Availability over consistency
A feed is the front door of the product. It must answer even when a dependency is degraded, so the system favors availability over consistency: it returns a slightly stale or chronologically-ordered feed rather than an error. Posts become visible within seconds, not instantly, and two devices may briefly show different feeds. That is an acceptable trade for never showing an empty screen.
Key idea. Push and pull trade write cost for read cost; the celebrity tail breaks both pure strategies.
1. Requirements
Before reading on. List the functional and non-functional requirements, then name the one property you would never compromise and the one constraint that drives the design. They are different here.
1.1 Functional requirements
The actions in the problem statement are the requirements. A producer posts, a consumer reads a feed, users follow and unfollow, and the system records engagement that ranking later consumes.
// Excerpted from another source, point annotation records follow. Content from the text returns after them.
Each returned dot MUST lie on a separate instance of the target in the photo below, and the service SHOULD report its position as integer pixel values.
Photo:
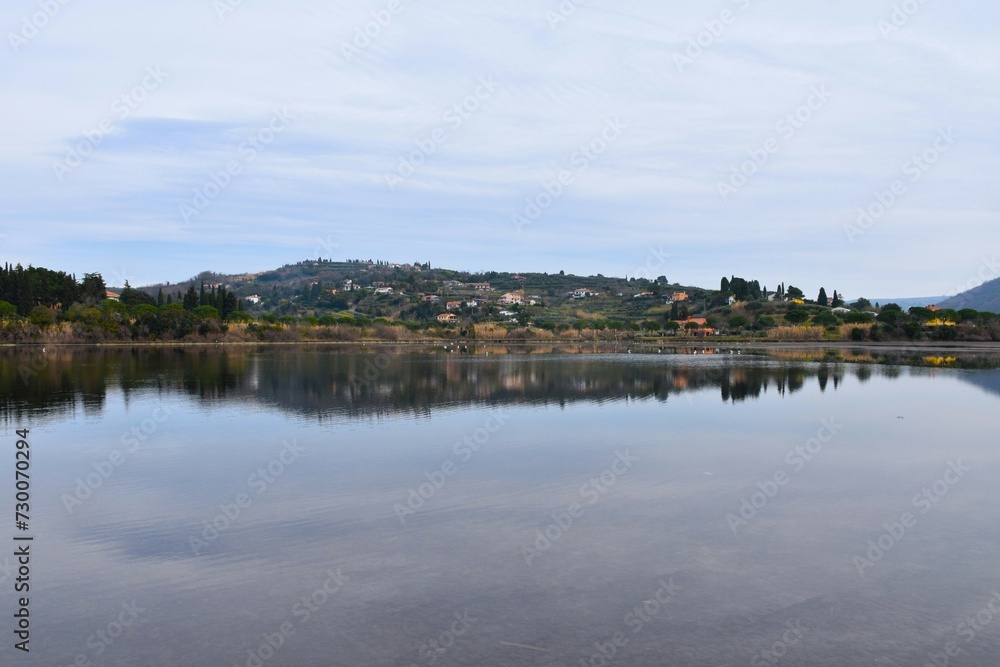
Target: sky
(847, 145)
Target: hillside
(985, 297)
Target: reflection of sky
(698, 457)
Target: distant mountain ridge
(910, 302)
(986, 297)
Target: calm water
(433, 508)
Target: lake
(305, 506)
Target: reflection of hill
(986, 380)
(327, 381)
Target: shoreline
(958, 346)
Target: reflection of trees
(364, 382)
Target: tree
(191, 299)
(42, 317)
(739, 322)
(93, 290)
(134, 297)
(796, 315)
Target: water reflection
(390, 380)
(703, 430)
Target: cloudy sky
(152, 141)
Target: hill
(986, 297)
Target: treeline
(26, 288)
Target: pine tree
(191, 298)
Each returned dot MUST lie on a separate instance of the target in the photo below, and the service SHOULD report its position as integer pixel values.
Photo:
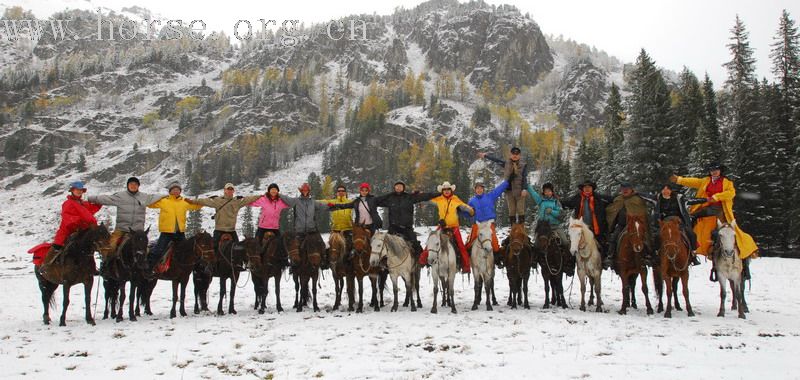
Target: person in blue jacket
(549, 210)
(484, 205)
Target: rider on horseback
(171, 221)
(628, 203)
(448, 205)
(549, 211)
(401, 212)
(719, 193)
(484, 206)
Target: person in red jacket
(76, 214)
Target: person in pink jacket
(271, 206)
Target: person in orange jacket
(449, 204)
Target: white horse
(584, 247)
(442, 258)
(399, 261)
(728, 266)
(482, 263)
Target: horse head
(636, 229)
(378, 247)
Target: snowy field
(507, 343)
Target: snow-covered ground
(503, 343)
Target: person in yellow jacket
(341, 219)
(449, 204)
(171, 221)
(719, 193)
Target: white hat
(445, 185)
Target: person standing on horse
(719, 193)
(670, 203)
(400, 205)
(227, 212)
(171, 221)
(484, 205)
(305, 216)
(271, 204)
(449, 204)
(590, 207)
(365, 208)
(131, 207)
(628, 203)
(516, 172)
(549, 211)
(76, 214)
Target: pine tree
(614, 139)
(706, 147)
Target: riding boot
(746, 269)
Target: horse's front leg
(87, 299)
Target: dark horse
(554, 261)
(518, 258)
(74, 265)
(359, 267)
(229, 261)
(185, 255)
(128, 264)
(268, 261)
(305, 254)
(630, 260)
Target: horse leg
(314, 279)
(222, 293)
(646, 294)
(172, 312)
(120, 318)
(183, 296)
(234, 281)
(395, 288)
(668, 283)
(87, 299)
(685, 285)
(277, 292)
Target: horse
(630, 260)
(482, 263)
(674, 252)
(337, 251)
(728, 267)
(185, 255)
(306, 258)
(128, 264)
(73, 265)
(229, 259)
(268, 261)
(554, 263)
(396, 253)
(442, 258)
(518, 263)
(360, 267)
(585, 249)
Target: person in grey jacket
(131, 205)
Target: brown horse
(185, 255)
(554, 261)
(674, 252)
(518, 259)
(337, 251)
(268, 262)
(305, 254)
(73, 265)
(630, 260)
(359, 268)
(128, 264)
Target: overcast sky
(675, 33)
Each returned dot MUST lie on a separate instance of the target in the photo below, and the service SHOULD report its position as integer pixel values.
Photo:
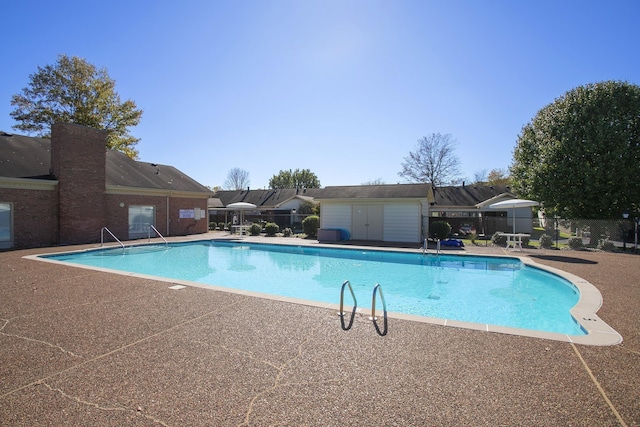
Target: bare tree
(433, 161)
(237, 179)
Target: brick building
(65, 190)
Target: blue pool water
(497, 291)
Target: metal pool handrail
(341, 313)
(373, 318)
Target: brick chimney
(78, 161)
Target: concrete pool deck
(82, 347)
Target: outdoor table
(240, 229)
(514, 240)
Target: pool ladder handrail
(112, 235)
(341, 313)
(158, 233)
(378, 290)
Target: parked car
(466, 229)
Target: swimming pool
(500, 291)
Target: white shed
(386, 213)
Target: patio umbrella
(513, 204)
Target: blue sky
(344, 88)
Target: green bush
(606, 245)
(439, 230)
(310, 225)
(271, 228)
(545, 241)
(255, 229)
(576, 243)
(499, 239)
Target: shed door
(367, 222)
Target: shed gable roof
(29, 157)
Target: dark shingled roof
(388, 191)
(125, 172)
(28, 157)
(467, 195)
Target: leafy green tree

- Post text plus optional media references; the post becomes retrievable and eligible for followers' feeds.
- Read a ranked, paginated home timeline of recent posts from followed accounts.
- Follow / unfollow an account, which changes what appears in the follower's feed.
- Record engagement — likes, reshares, views — as signals the ranker uses as features. Recording the event is in scope; the high-throughput engagement store that counts those events is a separate problem, treated here as an existing service the ranker reads.
Profile timelines, notifications, search, ads, comment threading, and stories are named and deferred.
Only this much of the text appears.